Villetta data alle fiamme: sottoposta a fermo la persona sopravvissuta all'esplosione

E' stato emesso un provvedimento di fermo di indiziato di delitto nei confronti della persona sopravvissuta all'incendio appiccato la scorsa notte a una villetta situata sulla vecchia via per Francavilla, in contrada "La Tagliata", nelle campagne di Mesagne. Il 25enne Girolamo Gullace, di Gioia Tauro (Calabria), è accusato di incendio doloso aggravato e di morte conseguente da altro delitto

MESAGNE – E’ stato emesso un provvedimento di fermo di indiziato di delitto nei confronti della persona sopravvissuta all’incendio appiccato la scorsa notte a una villetta situata sulla vecchia via per Francavilla, in contrada “La Tagliata”, nelle campagne di Mesagne. Il 25enne Girolamo Gullace, di Gioia Tauro (Calabria), è accusato di incendio doloso aggravato e di morte conseguente da altro delitto. Nell’esplosione scaturita dal rogo ha perso la vita un altro calabrese che si trovava insieme a Gullace, il 44enne Dominique Scarfone.
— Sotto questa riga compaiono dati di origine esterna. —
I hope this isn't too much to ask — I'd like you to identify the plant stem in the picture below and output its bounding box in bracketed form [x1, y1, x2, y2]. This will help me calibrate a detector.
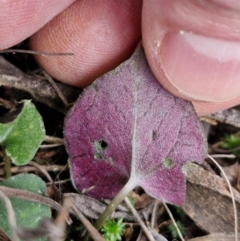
[3, 148, 12, 178]
[94, 179, 135, 230]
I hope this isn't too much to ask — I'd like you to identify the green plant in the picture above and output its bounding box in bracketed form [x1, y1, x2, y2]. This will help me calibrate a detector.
[101, 218, 125, 241]
[220, 134, 240, 149]
[167, 220, 185, 239]
[0, 100, 45, 177]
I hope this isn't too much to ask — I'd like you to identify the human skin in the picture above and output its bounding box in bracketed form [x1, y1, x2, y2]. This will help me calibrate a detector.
[0, 0, 240, 115]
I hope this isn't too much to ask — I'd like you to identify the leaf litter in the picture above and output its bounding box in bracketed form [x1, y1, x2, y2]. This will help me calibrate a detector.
[64, 48, 207, 230]
[0, 43, 240, 240]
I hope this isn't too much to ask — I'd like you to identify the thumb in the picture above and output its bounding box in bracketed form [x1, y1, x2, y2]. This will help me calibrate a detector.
[142, 0, 240, 115]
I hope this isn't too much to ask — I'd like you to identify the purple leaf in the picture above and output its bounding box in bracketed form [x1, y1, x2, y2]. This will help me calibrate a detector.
[64, 46, 206, 205]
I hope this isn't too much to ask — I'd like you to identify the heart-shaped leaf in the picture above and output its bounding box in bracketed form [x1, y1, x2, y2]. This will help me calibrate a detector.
[64, 49, 206, 205]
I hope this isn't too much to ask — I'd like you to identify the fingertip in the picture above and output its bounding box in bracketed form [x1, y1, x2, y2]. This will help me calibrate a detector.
[30, 0, 141, 87]
[0, 0, 75, 49]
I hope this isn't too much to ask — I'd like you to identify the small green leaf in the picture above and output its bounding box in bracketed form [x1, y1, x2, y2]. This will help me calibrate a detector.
[0, 174, 51, 241]
[0, 100, 45, 166]
[101, 218, 125, 241]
Le ragioni che hanno spinto i due a cospargere la casa di liquido infiammabile, per poi darle fuoco, sono al vaglio dei poliziotti della Squadra mobile di Brindisi al comando del vicequestore Alberto Somma e del commissariato di Mesagne coordinati dal vicequestore Sabrina Manzone, supportati dai colleghi della Squadra mobile di Gioia Tauro. Il provvedimento di fermo è stato emesso dal pm del tribunale di Brindisi, Valeria Farina Valaori, dopo un pomeriggio di serrate indagini.

Stando alle poche informazioni fin qui trapelate, Gullace e Scarfone. lavoravano per una ditta con sede legale in Calabria. Erano a Mesagne per effettuare dei lavori. Alla fine dello scorso anno, come si evince da un comunicato diramato nella tarda serata di ieri (24 giugno) dalla polizia, avevano preso in affitto la villetta in questione, di proprietà di un mesagnese.
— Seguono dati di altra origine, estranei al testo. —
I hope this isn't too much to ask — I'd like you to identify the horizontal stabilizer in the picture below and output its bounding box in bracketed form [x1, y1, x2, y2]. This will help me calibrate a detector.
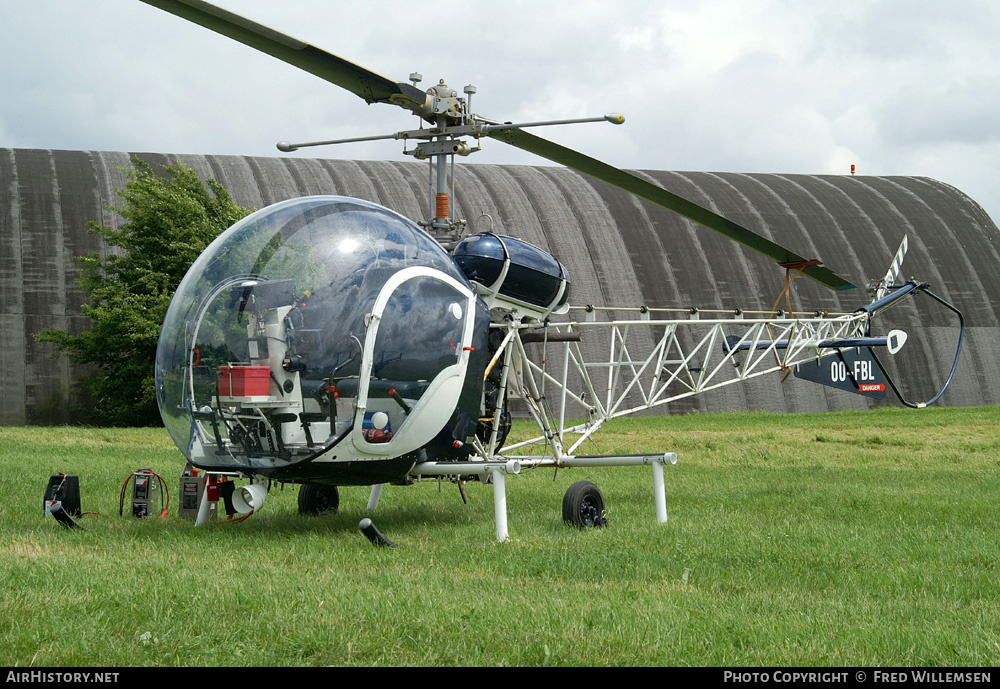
[722, 330, 906, 354]
[795, 349, 886, 400]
Nella notte fra il 23 e il 24 giugno, gli operai hanno recuperato alcune suppellettili di loro proprietà, per poi cospargere l’intera abitazione di liquido infiammabile. L’ambiente saturo di vapori infiammabili si è trasformato in una bomba. L’onda d’urto provocata dalla deflagrazione non ha lasciato scampo a Scarfone. Il suo cadavere è stato trovato nella vasca da bagno, dove con ogni probabilità aveva cercato riparo dalle fiamme.

Il suo complice, invece, leggermente ferito, è riuscito a mettersi in salvo all’esterno dell’edificio. Gullace ha subito chiesto l’intervento dei soccorritori. Sul posto si è recata una squadra di vigili del fuoco partita dal comando provinciale di Brindisi. Poi sono intervenuti anche i poliziotti del locale commissariato e i carabinieri della stazione di Mesagne. Un contenitore con liquido infiammabile è stato sequestrato. 

Una volta sottoposto alle cure del caso, il 25enne è stato ascoltato a lungo dagli investigatori. Le sue dichiarazioni sono ritenute “omissive e discordanti”. Per questo il giovane è stato condotto presso la casa circondariale di Brindisi in via Appia. Ma l’impressione è che le indagini siano solo all’inizio. Sono numerosi gli aspetti oscuri di questa vicenda. Innanzi tutto manca all’appello il movente. Poi bisogna far luce sulle reali motivazioni per cui i due si trovavano a Mesagne. Perché anche a tal proposito, Gullace avrebbe rilasciato “dichiarazioni mendaci”. In quale scenario, dunque, è maturato l’atto incendiario? I poliziotti stanno lavorando alacremente per risolvere il giallo.